Pope Francis and Cardinal Pietro Parolin leave the Paul VI hall on February 12, 2015.
(FILIPPO MONTEFORTE/AFP via Getty Images)
The Vatican’s top diplomat has denied ever intending to block a controversial piece of proposed Italian legislation ostensibly designed to combat homophobia, saying a diplomatic note that leaked to the Italian press earlier this week was meant to address “preventatively” some “interpretative problems” that could arise from a law, the text of which contained “vague and uncertain” expressions.
The Cardinal Secretary of State of the Holy See, Pietro Parolin, made his statements in an interview published on Thursday by the official Vatican News portal.
Known as the “Zan Law,” after Alessandro Zan the LGBT activist and legislator who sponsored it, the “anti-homophobia” billis being examined by the justice commission of the Italian Senate, after the lower house of parliament approved the text last November.
The bill seeks to prevent and oppose “discrimination and violence for reasons based on sex, gender, sexual orientation, gender identity, and disability.”
“Our concern,” said Cardinal Parolin, “regards interpretative problems that could arise in the event a text were adopted with vague and uncertain contents, which could end up shifting – in a judicial context – the definition of what is a crime and what isn’t.”
Cardinal Parolin explained that the text of the draft law appears at present to run the risk of shifting the definition of what constitutes criminal behaviour, “without, however, giving the judge the parameters necessary to distinguish,” what is a crime and what isn’t.
“The concept of discrimination remains too vague in its contents,” Cardinal Parolin said. “In the absence of an adequate specification,” he said the draft law as it stands “runs the risk” of treating various very different sorts of behaviour under one legal umbrella, “and thus to render every possible distinction between man and woman punishable” by law.
He said the consequences of any such legislation would be “paradoxical,” and “in our opinion, are to be avoided while we are in time to avoid them.”
“We are against any attitude or act of intolerance or hatred against persons because of their sexual orientation,” Cardinal Parolin said, “as we are also opposed to such hatred or intolerance on the basis of ethnicity or creed.”
Nevertheless, “The need for definition is particularly important because the [proposed] legal norm moves in an area of penal relevance, where – as noted – what is allowed and what is prohibited must be well determined.”
The Secretary of State also explained that he approved the use of the “Note Verbale” and the note’s contents, as “the proper means of dialogue in international relations.” He said the note was never meant for public consumption, though he was not surprised by the reaction to the news it had gone out.

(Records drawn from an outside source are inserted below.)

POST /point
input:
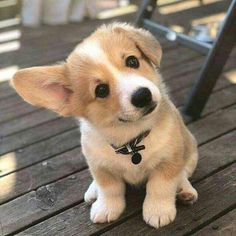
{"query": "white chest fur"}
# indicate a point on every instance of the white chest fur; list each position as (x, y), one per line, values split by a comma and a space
(99, 153)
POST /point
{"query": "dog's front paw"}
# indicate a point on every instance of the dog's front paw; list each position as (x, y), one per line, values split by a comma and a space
(103, 211)
(188, 195)
(158, 214)
(91, 194)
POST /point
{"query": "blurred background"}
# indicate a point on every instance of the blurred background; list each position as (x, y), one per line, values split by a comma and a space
(29, 28)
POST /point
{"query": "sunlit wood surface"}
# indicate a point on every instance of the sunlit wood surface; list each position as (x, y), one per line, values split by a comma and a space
(43, 174)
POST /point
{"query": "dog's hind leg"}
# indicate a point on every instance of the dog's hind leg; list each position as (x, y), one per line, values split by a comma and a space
(91, 194)
(186, 192)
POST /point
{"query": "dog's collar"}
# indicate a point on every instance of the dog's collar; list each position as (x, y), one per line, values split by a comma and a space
(132, 148)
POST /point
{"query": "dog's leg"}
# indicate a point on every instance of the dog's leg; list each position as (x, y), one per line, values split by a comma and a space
(186, 192)
(110, 201)
(91, 194)
(159, 205)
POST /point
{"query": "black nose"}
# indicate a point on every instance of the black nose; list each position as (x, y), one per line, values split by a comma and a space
(141, 97)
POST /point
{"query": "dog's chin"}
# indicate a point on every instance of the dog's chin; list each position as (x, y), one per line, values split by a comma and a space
(144, 115)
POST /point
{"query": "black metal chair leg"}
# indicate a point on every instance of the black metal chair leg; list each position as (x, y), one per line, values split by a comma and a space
(213, 66)
(145, 11)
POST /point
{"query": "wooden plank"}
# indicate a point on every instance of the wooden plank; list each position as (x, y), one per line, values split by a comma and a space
(216, 195)
(76, 220)
(217, 154)
(28, 179)
(224, 226)
(27, 121)
(35, 134)
(135, 202)
(217, 100)
(39, 151)
(43, 202)
(212, 126)
(186, 81)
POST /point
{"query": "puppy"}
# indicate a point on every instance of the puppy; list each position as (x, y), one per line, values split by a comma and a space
(130, 130)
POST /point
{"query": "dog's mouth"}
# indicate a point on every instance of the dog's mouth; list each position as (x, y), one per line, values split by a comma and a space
(149, 109)
(146, 112)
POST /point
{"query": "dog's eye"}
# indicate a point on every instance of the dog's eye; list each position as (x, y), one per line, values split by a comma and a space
(132, 62)
(102, 91)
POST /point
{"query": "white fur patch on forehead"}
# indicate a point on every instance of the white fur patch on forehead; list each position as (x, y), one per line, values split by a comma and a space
(91, 49)
(128, 83)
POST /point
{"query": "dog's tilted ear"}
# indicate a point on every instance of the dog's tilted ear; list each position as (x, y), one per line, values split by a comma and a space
(145, 41)
(45, 86)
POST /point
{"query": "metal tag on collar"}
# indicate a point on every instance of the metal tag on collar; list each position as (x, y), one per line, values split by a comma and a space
(136, 158)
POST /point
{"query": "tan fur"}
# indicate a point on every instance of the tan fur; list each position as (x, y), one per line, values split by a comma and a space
(171, 154)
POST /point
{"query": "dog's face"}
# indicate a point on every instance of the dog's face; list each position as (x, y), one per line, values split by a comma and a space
(110, 78)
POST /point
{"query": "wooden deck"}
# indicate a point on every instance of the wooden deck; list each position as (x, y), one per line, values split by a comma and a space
(43, 174)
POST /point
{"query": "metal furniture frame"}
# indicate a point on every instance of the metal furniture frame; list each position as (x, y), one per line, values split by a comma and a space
(216, 54)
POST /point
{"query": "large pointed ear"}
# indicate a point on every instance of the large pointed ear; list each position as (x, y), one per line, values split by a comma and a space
(145, 41)
(45, 86)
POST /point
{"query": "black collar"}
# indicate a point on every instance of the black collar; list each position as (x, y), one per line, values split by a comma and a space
(132, 148)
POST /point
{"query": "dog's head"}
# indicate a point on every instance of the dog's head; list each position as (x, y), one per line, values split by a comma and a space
(110, 78)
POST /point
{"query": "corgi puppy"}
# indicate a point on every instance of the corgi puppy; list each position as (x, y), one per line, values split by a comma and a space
(130, 130)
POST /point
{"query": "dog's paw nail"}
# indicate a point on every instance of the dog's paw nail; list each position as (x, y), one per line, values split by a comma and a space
(188, 197)
(158, 216)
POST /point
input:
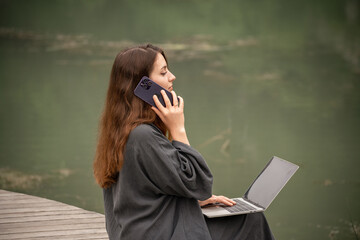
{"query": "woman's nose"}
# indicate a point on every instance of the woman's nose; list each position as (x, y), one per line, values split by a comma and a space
(172, 77)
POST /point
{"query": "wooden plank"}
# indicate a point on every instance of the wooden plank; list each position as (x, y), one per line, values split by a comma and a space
(29, 217)
(100, 236)
(60, 234)
(48, 218)
(30, 205)
(52, 222)
(35, 214)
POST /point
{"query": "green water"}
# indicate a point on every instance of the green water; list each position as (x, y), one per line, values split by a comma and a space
(259, 78)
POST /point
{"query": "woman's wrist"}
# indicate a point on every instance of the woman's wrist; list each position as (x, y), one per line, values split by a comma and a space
(180, 135)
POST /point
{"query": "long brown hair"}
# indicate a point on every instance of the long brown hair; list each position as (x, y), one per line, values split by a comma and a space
(123, 110)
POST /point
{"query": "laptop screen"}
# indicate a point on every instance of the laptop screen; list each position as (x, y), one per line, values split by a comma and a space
(270, 181)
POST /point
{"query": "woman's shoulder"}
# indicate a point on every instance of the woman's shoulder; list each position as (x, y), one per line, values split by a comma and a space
(145, 132)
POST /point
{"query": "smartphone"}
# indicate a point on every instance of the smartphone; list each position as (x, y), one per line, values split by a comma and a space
(147, 88)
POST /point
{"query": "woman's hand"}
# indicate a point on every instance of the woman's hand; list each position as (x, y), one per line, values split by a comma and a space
(217, 199)
(172, 116)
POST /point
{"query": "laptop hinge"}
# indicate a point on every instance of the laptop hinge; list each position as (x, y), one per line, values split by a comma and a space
(259, 206)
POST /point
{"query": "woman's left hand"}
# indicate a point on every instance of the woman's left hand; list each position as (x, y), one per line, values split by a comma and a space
(217, 199)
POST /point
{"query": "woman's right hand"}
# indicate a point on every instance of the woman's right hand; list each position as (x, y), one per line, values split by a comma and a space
(217, 199)
(172, 116)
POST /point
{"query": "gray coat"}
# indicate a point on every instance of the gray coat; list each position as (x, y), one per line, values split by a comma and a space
(156, 193)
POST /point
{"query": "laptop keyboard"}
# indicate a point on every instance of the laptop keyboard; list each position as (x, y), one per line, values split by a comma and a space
(239, 207)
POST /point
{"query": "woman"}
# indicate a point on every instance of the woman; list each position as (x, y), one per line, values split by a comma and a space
(153, 181)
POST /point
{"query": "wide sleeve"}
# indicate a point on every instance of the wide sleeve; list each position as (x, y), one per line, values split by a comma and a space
(174, 168)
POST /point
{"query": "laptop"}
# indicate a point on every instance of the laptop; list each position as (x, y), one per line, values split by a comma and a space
(261, 192)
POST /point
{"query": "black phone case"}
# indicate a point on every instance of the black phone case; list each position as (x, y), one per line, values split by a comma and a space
(147, 88)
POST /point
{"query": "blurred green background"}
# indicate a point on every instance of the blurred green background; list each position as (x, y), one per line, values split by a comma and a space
(259, 78)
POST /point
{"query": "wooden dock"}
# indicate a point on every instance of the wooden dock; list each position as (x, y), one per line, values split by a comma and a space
(29, 217)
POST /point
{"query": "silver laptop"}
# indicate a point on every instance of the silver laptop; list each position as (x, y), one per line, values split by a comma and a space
(260, 194)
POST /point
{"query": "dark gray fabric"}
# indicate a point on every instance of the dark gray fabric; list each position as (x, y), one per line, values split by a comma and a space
(155, 196)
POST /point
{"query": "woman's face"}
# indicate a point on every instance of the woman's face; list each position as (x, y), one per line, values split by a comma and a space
(161, 74)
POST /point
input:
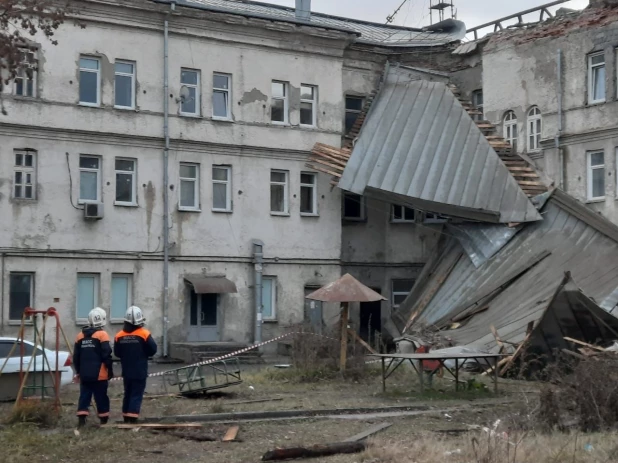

“I fully agree with [Italy’s] Prime Minister [Mario] Draghi on the secular nature of the state and on the sovereignty of the Italian Parliament,” Cardinal Parolin said. “At the same time, I appreciated the call made by the Prime Minister to respect constitutional principles and international commitments.”
“In this context there is a fundamental principle,” Cardinal Parolin continued: Pacta sunt servanda. “It is against this backdrop that with the Note Verbale we limited ourselves to recalling the text of the main provisions of the Agreement with the Italian State, which could be affected.”
Cardinal Parolin said the Holy See acted in a spirit of “fair-minded cooperation,” and even “friendship,” which “has characterised and continues to characterise our relations.” He said the question of the so-called Lateran Pacts had not been “explicitly considered in the debate on the law,” and that the Note Verbale had the purpose of drawing attention to the point, “which cannot be forgotten.”
The Secretary of State also noted that the issue of freedom of opinion “concerns not only Catholics, but all people, touching on what the Second Vatican Council defines as the ‘shrine’ of conscience.”